The fix the database wants is conceptually simple: start the read before you need the result, so storage latency overlaps with useful CPU work or with other in-flight reads. That is asynchronous I/O. But true async I/O is hard to do portably and hard to thread through a buffer pool whose entire contract was “ReadBuffer gives you a pinned, valid page.” So PostgreSQL got there in stages, each one buying a slice of the benefit while the harder plumbing matured underneath. The next four eras trace that climb; the mechanism endpoints live in postgres-aio.md.

timeline
    title PostgreSQL I/O — synchronous reads to asynchronous I/O
    section Pre-9.0 (baseline)
        Synchronous buffered reads : ReadBuffer -> blocking pread(2)
                                    : one miss = one stall
                                    : kernel readahead is the only concurrency
    section 9.0 (2010)
        posix_fadvise prefetch : PrefetchBuffer() added to bufmgr
                               : POSIX_FADV_WILLNEED hint to kernel
                               : wired into bitmap heap scans
                               : gated by effective_io_concurrency
    section 15 (2022)
        WAL prefetch in recovery : xlogprefetcher.c look-ahead
                                  : fadvise for blocks redo will touch
                                  : recovery_prefetch + maintenance_io_concurrency
    section 17 (2024)
        Read stream abstraction : read_stream.c producer/consumer
                                : block-number callback -> vectored reads
                                : io_combine_limit coalescing
                                : adaptive look-ahead distance
                                : retrofit seq scan / ANALYZE / VACUUM
    section 18 (2025)
        Asynchronous I/O subsystem : aio.c + PgAioHandle state machine
                                   : IoMethodOps vtable sync/worker/io_uring
                                   : B_IO_WORKER processes (default)
                                   : io_uring rings per backend (Linux)
                                   : read_stream on true async completion

Era 0 — Synchronous buffered reads (the long baseline, pre-9.0)
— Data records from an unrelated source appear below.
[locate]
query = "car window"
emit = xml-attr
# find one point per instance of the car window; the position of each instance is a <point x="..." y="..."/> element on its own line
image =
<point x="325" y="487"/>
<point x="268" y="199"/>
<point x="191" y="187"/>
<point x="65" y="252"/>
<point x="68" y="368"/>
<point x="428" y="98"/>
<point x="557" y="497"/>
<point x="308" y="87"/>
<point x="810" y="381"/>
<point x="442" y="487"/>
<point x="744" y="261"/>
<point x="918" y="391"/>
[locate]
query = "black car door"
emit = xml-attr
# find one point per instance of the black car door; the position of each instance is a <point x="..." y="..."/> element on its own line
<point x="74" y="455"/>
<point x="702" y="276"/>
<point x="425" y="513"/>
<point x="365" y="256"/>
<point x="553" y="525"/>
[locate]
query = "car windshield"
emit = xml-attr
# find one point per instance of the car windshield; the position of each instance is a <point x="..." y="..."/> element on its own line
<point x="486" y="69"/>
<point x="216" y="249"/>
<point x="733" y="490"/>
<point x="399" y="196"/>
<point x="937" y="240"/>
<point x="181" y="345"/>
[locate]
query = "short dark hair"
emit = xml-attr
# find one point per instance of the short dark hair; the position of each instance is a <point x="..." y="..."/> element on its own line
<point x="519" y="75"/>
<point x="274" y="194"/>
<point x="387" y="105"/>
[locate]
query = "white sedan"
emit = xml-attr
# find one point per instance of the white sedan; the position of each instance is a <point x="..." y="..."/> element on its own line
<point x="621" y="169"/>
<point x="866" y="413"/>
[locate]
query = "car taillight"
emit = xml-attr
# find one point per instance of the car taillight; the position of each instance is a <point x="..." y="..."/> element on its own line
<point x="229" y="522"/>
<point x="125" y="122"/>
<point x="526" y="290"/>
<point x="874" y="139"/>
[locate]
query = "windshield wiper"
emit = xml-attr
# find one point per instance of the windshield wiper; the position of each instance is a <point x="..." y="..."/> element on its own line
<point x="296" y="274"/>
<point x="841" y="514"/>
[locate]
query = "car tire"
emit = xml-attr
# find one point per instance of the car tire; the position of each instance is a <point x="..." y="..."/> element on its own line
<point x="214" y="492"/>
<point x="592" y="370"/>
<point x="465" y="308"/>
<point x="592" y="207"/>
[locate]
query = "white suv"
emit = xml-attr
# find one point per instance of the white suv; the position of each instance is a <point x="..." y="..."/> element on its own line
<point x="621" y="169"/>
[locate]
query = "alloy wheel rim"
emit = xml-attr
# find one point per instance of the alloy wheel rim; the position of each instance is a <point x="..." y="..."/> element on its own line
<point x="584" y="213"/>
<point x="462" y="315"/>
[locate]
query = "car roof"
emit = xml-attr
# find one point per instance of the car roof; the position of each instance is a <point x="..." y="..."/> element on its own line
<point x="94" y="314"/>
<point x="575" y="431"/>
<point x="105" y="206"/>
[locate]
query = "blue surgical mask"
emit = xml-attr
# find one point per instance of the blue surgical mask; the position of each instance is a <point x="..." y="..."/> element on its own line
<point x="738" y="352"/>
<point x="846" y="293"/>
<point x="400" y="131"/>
Section titled “Era 0 — Synchronous buffered reads (the long baseline, pre-9.0)”

What it was. The read path that PostgreSQL carried essentially unchanged from its earliest releases through the 8.x line. The shape is still the fallback shape in REL_18, so it is worth pinning down precisely because every later era is defined as a departure from it.

A backend that needs block N of a relation fork calls ReadBuffer (today ReadBufferExtended / ReadBuffer_common in src/backend/storage/buffer/bufmgr.c). The buffer manager:

  1. computes the buffer tag (rel, fork, block) and probes the partitioned buffer-mapping hash;
  2. on a hit, pins the existing frame and returns — no I/O;
  3. on a miss, runs clock-sweep to select a victim frame (GetVictimBuffer), evicts it (flushing first if dirty, honoring the WAL-before-flush rule), and then issues the read.

The read itself is a single blocking call down the storage stack: smgrreadmdreadFileReadpread(2) against the segment file descriptor (see postgres-buffer-manager.md for the pin/evict mechanics). The calling process is parked by the kernel scheduler until pread returns the 8 KB page. There is no overlap: the backend does nothing else while the read is outstanding, and it has exactly one read outstanding.

Why it survived so long. Two reasons. First, the buffer pool absorbs the working set — a warm cache means most ReadBuffer calls are hits and never touch storage at all. Second, for the misses that remain on sequential access, the OS page cache and kernel readahead quietly do the prefetching: by the time PostgreSQL’s serial pread arrives, the next blocks are frequently already in the kernel cache. PostgreSQL got asynchronous-like behavior for sequential reads for free, without writing a line of async code.

Where it broke. The structural limits are exactly those listed in the “Why this had to evolve” section — random I/O defeats kernel readahead, one process can keep only one request in flight, and recovery is a serial read-then-apply loop. The effective_io_concurrency knob did not yet exist; there was simply no mechanism in the engine to express “I will need these other blocks soon.”

Structural shape.

flowchart LR
    Q[Backend executing<br/>a scan] --> RB[ReadBuffer block N]
    RB -->|cache miss| SMGR[smgrread -> mdread]
    SMGR --> PR[pread block N<br/>BLOCKING]
    PR -. backend descheduled,<br/>idle, nothing else<br/>in flight .-> PR
    PR --> RET[page returned]
    RET --> Q2[apply / scan block N]
    Q2 --> RB2[ReadBuffer block N+1<br/>... repeat serially]

This baseline still exists at REL_18 — it is what io_method=sync reduces to, and it is the path taken whenever no read stream or prefetch is involved. Everything after this era is about issuing the next read before the current block is consumed.

Era 1 — posix_fadvise prefetch for bitmap heap scans (9.0)

Section titled “Era 1 — posix_fadvise prefetch for bitmap heap scans (9.0)”

What changed. PostgreSQL 9.0 added the first in-engine mechanism to say “I will need this block soon” — PrefetchBuffer() in src/backend/storage/buffer/bufmgr.c. It does not read the page into shared_buffers. Instead it walks the same tag lookup, and on a miss calls down to smgrprefetchmdprefetchFilePrefetch, which on platforms that support it issues posix_fadvise(fd, offset, len, POSIX_FADV_WILLNEED) (still visible in src/backend/storage/file/fd.c). That advisory call tells the kernel “pull this block into your page cache”; the kernel starts the physical read asynchronously while the backend keeps working. When the backend later issues the real synchronous ReadBuffer for that block, the data is (hopefully) already in the OS cache, so the pread returns almost immediately.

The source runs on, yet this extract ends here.